The wheel arches have an aggressive bulge to accommodate the wide tires (10 in. front and 11.6 in. rear). The LED eyebrow lights almost mimic the curve of the car body. The flush-mount door handles yield doors open with a slight upwards to ease entry and exit (and just look really cool too.)
As much as price can be justified by exclusivity and engine size, customers at this level demand that everything seen, smelled or touched be of the highest quality. Aston Martin understands this well and has been catering to the elite crowd for over 80 years. Our tester was covered in leather with a vibrant color called Aurora Blue. Between the hand stitching and soft touch, it almost seemed as if it came directly from blue cows.
While the Roadster barely clears four feet in height, the accommodations are very roomy. With the top up the only person who seemed to have any trouble with the headroom was a person bordering on seven feet tall, everyone else should have not problem whatsoever.
Like any good sports car all instruments were well within reach. The satellite navigation system runs through a display that is at the top of the dash where the driver does not have to take his/her eyes off the road. As an added bonus, it folds flat into the dash panel when not in use. While this is impressive to passengers, it also is truly functional.
The details come into play again here with elements such as the key. The key and the fob is one single piece. This function is hidden behind the steering wheel on most cars, but this one is so elegantly designed that it is used as a centerpiece on the console. While this is not necessarily a main feature, it just goes to the feeling of how special the car is.
The engine is a symphony. It’s a 420 hp 4.7-liter V8 unit that roars to life and then quiets down for idle. It’s almost as if the car was saying “Let’s go for a day on the backroads, but if you must go to work, that’s okay too.”
The powerplant is located in the front of the car behind the front axel. The front-mid mounting not only allows for more weight to be pushed to the center of the car, but this position also allows the engine to be mounted lower in the frame. To balance out the engine, the transmission is mounted behind the driver and also low in the car.
The resulting drive is amazing. The low center of gravity really presents itself in the corners. When taking the V8 Vantage Roadster around some of the 180 degree banked turns on our test circuit, the car gripped hard enough to let us continue to power through at speeds that have made other sports cars break loose.
In the city we were able to behave ourselves in the Vantage. The six-speed “Sportshift” automated manual transmission in our tester didn’t provide the jerky feeling that can sometime come with electronic clutches at low speeds. The steering that works like telepathy at high speeds also transmits well in the parking lots.
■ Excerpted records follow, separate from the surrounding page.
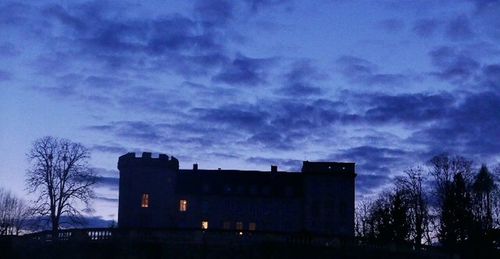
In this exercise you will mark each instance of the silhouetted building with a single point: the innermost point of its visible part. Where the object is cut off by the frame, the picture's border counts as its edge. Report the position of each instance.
(155, 193)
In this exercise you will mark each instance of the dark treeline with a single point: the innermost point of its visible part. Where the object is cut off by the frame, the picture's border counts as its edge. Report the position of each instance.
(446, 203)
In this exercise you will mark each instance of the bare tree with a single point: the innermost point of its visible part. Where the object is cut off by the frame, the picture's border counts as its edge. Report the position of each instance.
(13, 213)
(61, 177)
(453, 178)
(412, 187)
(362, 219)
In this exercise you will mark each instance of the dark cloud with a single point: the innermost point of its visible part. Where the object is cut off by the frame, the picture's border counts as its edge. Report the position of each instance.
(454, 65)
(370, 183)
(300, 80)
(8, 49)
(392, 25)
(257, 5)
(108, 181)
(244, 71)
(374, 159)
(215, 12)
(459, 28)
(491, 76)
(271, 139)
(288, 164)
(5, 76)
(109, 149)
(361, 71)
(471, 128)
(247, 117)
(107, 199)
(408, 108)
(102, 35)
(426, 27)
(133, 130)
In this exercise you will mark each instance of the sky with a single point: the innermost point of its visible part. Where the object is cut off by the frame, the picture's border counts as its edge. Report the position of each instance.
(246, 84)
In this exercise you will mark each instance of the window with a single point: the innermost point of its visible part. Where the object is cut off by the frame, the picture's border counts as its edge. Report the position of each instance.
(251, 226)
(183, 205)
(239, 225)
(145, 200)
(204, 224)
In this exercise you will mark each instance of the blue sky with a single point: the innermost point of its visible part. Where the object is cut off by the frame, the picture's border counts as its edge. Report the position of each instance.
(246, 84)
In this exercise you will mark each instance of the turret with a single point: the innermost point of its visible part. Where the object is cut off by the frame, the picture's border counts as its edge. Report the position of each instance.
(146, 190)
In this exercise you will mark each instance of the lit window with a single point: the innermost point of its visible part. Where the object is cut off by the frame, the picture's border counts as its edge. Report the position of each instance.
(251, 226)
(204, 224)
(183, 205)
(239, 225)
(145, 200)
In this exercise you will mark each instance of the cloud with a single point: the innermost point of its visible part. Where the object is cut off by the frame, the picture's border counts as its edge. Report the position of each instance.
(109, 149)
(107, 199)
(392, 25)
(5, 76)
(491, 76)
(215, 12)
(244, 71)
(247, 117)
(459, 28)
(361, 71)
(257, 5)
(300, 80)
(469, 129)
(426, 28)
(288, 164)
(8, 49)
(111, 182)
(454, 65)
(367, 184)
(408, 108)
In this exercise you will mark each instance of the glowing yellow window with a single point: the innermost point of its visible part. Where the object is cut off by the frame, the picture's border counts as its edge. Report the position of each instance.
(183, 205)
(252, 226)
(145, 200)
(204, 224)
(239, 225)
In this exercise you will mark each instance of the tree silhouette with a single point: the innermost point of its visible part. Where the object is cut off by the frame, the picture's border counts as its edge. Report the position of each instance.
(60, 175)
(483, 187)
(13, 213)
(387, 219)
(411, 185)
(453, 177)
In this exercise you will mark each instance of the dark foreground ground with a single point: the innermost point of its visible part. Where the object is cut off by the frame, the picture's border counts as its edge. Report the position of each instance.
(174, 243)
(15, 247)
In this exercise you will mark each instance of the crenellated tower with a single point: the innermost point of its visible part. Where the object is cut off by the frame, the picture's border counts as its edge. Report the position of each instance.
(146, 190)
(329, 197)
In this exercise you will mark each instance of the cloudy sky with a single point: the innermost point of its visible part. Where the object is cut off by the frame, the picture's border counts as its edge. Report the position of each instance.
(245, 84)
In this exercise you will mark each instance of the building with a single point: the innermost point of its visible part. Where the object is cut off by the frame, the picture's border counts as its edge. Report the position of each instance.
(155, 193)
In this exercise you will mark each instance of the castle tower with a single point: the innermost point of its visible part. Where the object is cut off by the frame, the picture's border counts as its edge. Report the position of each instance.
(146, 190)
(329, 198)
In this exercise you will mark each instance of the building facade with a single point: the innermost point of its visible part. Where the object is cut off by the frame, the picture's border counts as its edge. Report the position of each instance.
(155, 193)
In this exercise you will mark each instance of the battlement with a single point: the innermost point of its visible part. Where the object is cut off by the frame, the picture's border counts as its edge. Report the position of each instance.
(328, 168)
(130, 160)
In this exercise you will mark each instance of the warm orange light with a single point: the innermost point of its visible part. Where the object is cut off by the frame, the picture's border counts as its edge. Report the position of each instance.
(252, 226)
(239, 226)
(145, 200)
(183, 205)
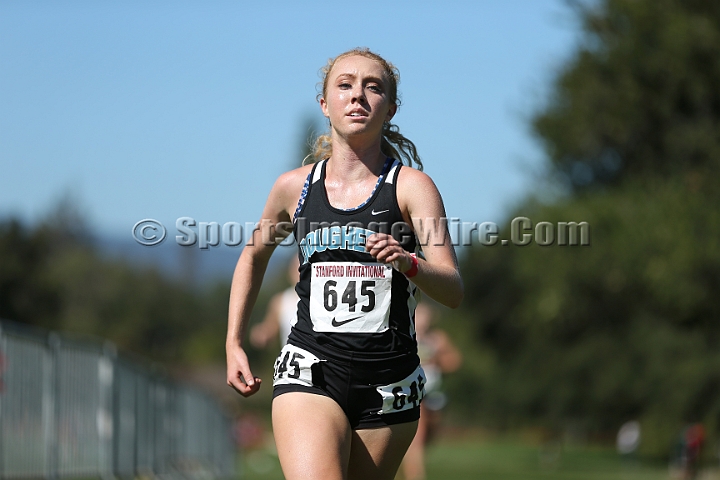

The overall impression just shows that Aston invests its money in development. We expected a car that would be fun on the weekends. What we got was one that could be driven every day.
Beautiful inside, beautiful outside and beautiful drive.
The $154K for our V8 Vantage Roadster actually represents a good value. At this price point we get one car that’s good for all driving needs, and is made in such limited quantities that we know we will always be special.
Although the V8 Vantage is at the base of the Aston Martin lineup, there is nothing base about it. The car makes us want to be better drivers. This is not only because we can see the quality that is involved in assembling one, but also because of the level of refinement in the driving experience. This was a sports car that showed us no limits.